I wish you would step back from the ledge my friend...

...to spare me from seeing your insides splattered all over the front of an express train.

The trains were late last week because someone threw himself or herself (or their-selves, ewwwwww) in front of an express train and slowed everything down, domino effect. It was the third time my train was delayed by a jumper. The other incidents happened in locations further off, and I could only imagine what happened, but this time I saw actual carnage. I didn't think that the train I sat in on my way to work would pass by that very bloodied express. As my train inched slowly by, our rubbery necks swiveled starboard to catch a passing glimpse of the vacated ghost train. It evoked an image of a gravely wounded soldier sulking back towards home base. The folks in my train were quiet--I mean, Japanese passengers are already a quiet lot, but this quiet was due to stunned silence. The impact of the body (bodies??) left a jagged, blood-stained crater to the front car. Imagine an egg shot by a BB gun.

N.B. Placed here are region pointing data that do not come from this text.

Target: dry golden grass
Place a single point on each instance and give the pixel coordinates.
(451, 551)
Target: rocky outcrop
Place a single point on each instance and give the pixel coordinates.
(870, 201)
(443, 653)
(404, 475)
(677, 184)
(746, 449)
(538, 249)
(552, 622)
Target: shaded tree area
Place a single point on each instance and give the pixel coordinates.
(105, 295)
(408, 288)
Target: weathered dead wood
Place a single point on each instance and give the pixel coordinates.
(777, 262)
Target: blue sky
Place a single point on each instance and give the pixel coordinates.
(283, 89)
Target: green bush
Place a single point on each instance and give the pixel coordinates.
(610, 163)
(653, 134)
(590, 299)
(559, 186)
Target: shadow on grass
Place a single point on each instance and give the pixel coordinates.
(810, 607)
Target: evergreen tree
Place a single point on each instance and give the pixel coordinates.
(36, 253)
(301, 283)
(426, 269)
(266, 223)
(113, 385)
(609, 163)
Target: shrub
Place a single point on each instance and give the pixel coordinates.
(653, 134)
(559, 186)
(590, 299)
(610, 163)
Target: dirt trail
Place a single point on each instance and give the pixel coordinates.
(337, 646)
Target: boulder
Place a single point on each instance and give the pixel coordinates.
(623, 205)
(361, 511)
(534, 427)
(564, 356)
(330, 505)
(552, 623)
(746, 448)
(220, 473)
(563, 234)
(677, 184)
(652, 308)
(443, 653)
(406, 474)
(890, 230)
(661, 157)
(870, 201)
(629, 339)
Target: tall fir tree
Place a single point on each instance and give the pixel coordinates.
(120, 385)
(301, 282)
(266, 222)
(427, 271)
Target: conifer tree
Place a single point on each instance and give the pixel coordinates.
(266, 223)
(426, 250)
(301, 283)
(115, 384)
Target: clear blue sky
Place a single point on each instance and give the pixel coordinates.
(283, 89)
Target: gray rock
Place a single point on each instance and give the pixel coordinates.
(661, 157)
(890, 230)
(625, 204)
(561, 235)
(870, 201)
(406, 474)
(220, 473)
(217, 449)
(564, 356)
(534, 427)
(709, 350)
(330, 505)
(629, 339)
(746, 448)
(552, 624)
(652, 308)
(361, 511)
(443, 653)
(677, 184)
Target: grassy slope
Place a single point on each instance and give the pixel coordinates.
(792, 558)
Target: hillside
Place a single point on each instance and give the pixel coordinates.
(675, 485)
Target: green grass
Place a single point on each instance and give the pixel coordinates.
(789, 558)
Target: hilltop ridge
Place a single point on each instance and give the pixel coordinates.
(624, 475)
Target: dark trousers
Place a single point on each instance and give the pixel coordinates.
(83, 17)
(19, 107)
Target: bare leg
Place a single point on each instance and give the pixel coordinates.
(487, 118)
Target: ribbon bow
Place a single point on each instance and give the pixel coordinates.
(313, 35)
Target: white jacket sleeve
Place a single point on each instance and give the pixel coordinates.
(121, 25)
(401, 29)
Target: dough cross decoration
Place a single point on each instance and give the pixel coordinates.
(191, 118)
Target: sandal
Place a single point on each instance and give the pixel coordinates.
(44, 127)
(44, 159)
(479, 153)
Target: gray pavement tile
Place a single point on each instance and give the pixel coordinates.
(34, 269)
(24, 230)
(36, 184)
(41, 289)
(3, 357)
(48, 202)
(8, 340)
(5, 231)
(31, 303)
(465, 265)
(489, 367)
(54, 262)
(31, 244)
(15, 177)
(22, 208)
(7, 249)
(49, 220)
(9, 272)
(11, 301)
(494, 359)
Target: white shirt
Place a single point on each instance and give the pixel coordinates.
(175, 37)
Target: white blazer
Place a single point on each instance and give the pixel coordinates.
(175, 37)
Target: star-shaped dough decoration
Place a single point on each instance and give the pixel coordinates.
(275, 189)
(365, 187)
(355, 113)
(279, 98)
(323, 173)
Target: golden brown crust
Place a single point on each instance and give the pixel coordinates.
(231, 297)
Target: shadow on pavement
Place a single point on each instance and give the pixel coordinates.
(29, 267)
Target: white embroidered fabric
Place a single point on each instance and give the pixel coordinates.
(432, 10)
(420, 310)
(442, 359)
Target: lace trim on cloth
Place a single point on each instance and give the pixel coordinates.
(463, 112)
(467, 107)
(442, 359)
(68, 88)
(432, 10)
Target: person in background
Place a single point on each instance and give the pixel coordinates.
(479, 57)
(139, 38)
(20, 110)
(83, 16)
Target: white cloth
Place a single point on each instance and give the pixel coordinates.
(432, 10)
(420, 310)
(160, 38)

A gruesome image I'll remember for the rest of my life. It got me thinking about suicide--the act of, not committing it, obviously.

(Coincidentally, ironically, poetically--whatever--I was reading "The Bell Jar" at the time. Horray for mental health!)

Anyway, yeah, being hit by a train moving at 300km/h would be swift and painless to the jumper but what about everyone and everything else inconvenienced by the jumper in the process? It would delay hundreds of thousands of commuters and traumatize everyone on the train and the onlookers. A perfectly good train RUINED. And SOMEONE has to clean up the bloody, bodily shrapnel. I think the worst bit is how the bereaved next-of-kins not only suddenly lose a loved-one but are also handed a very fat cleanup tab. I think families can be charged up to $1 million depending on the magnitude of the impact.

What a great way to make everyone hate you! Of course you'd be too dead to have to bother with the collective resentment. Bitter cowards, the lot.

If I HAD TO think of a way to kill myself, it would only be after all my close friends and family died, and, taking a page from the season 1 ender of Nip/Tuck, I would tie a bunch of Christmas hams to my body and throw myself into crocodile-infested waters so no one would have to deal with the cleanup and the 'gators would get a nice meal.

Anyway, this was a veryveryvery morbid entry and if there were anything more interesting going on in my life I would be blogging about that instead. An entry about how I'm tackling "Yoshimi Battles the Pink Robots Part 1" on guitar would merit 4 sentences. But Tristan, the BF, shrewdly pointed out I've been slacking on 'da Beat, so I slapped this lovely entry together just for him! You're welcome, hunny, and Happy Valentines!